The word perfect in the Greek meanns complete. Thus, when that which is "complete" is come. The New Testament was completed at the end of the first century. Thus the temporary gifts (prophecy, tongues, and revelatory knowledge) were done away with, or ceased to be, as the Bible promised. The Bible became complete. That is the meaning of the Old English word "perfect" and the Greek word teleiov as well.
I
still do not know fully even though I am fully known (by God).

Much of our behavior as Christians and as the Church are spiritually childlike, and we've had 2,000 years to work on this stuff. Yes, we still only see a poor reflection (which is much better then NO reflection, which is what the unbeliever has) of Christ and what He has called us to be!
Paul was writing. He is writing in the first person singular.
1 Corinthians 13:11-12 When I was a child, I spake as a child, I understood as a child, I thought as a child: but when I became a man, I put away childish things. For now we see through a glass, darkly; but then face to face: now I know in part; but then shall I know even as also I am known.
The allusion to his childhood is an allusion to his spiriual maturity. He writes to the Corinthians in chapter 3 and tells them that they are still babes in Christ. They still need milk. They cannot yet digest the meat of the Word. They haven't grown up yet. Using that analogy, Paul says that when he was a child he put away childish things, that is the seeking after the more showy spiritual gifts, the gifts that would cause them to feel proud, ets. In 1Cor.12:28 he lists the gifts in order of importance and puts tongues at the end as the least important of all the gifts. And then goes on to say that greater than all the gifts put together one should seek after love. This was the greatest gift. If you have not love, it profits you nothing (no matter what you may have). In the context of love, Paul said I put away childish things--competing for showy gifts of the Spirit, like the Corinthians had been doing. That was carnality, just like it is today.
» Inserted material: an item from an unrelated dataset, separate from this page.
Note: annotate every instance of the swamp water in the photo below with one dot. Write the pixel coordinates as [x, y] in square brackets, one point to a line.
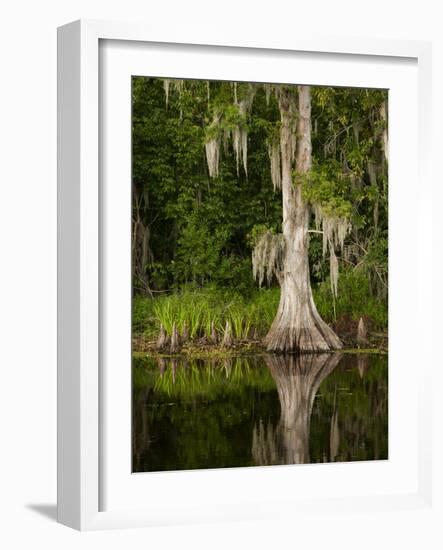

Now we see through a glass darkly. The glass is a mirror. The mirror is the mirror of the Word of God. This symbol is used often in the Word of God. God's Word reflects back our image (who we are) to us. And His Spirit convicts us as a consequence. But Paul only had a part of the Word of God--the Old Testament. He said: "Now we look through a glass darkly" (referring to the Old Testament). The completed Word of God (all the New Testament) would brightly shine forth as we read it and show us who we really are in the sight of God. How much more revelation there is about man and his need for Christ in the New Testament than in the Old. How plainly it tells us of who we are, what our need us, how our need can be met, etc.
James 1:23-25 For if any be a hearer of the word, and not a doer,
he is like unto a man beholding his natural face in a glass: For he beholdeth himself, and goeth his way, and straightway forgetteth what manner of man he was.
But whoso looketh into the perfect law of liberty, and continueth therein, he being not a forgetful hearer, but a doer of the work, this man shall be blessed in his deed.
--Here the Word of God is compared to a mirror, as it is elsewhere.
So we must conclude that prophecies, tongues, knowledge, and the other gifts of the Holy Spirit described together in 1 Cor. 12:28-30 are still desperately needed by God's people on earth today.
No such conclusion is warranted.
And Satan knows this. That's why he has worked so hard to pervert the practice and use of these gifts by many false manifestations.
Quite true. The gift of tongues and of healing in particular are gifts that are imitated. They have ceased, and are not Biblicall practiced today. Like you say: Satan has worked hard to perver the practice and use of these gifts.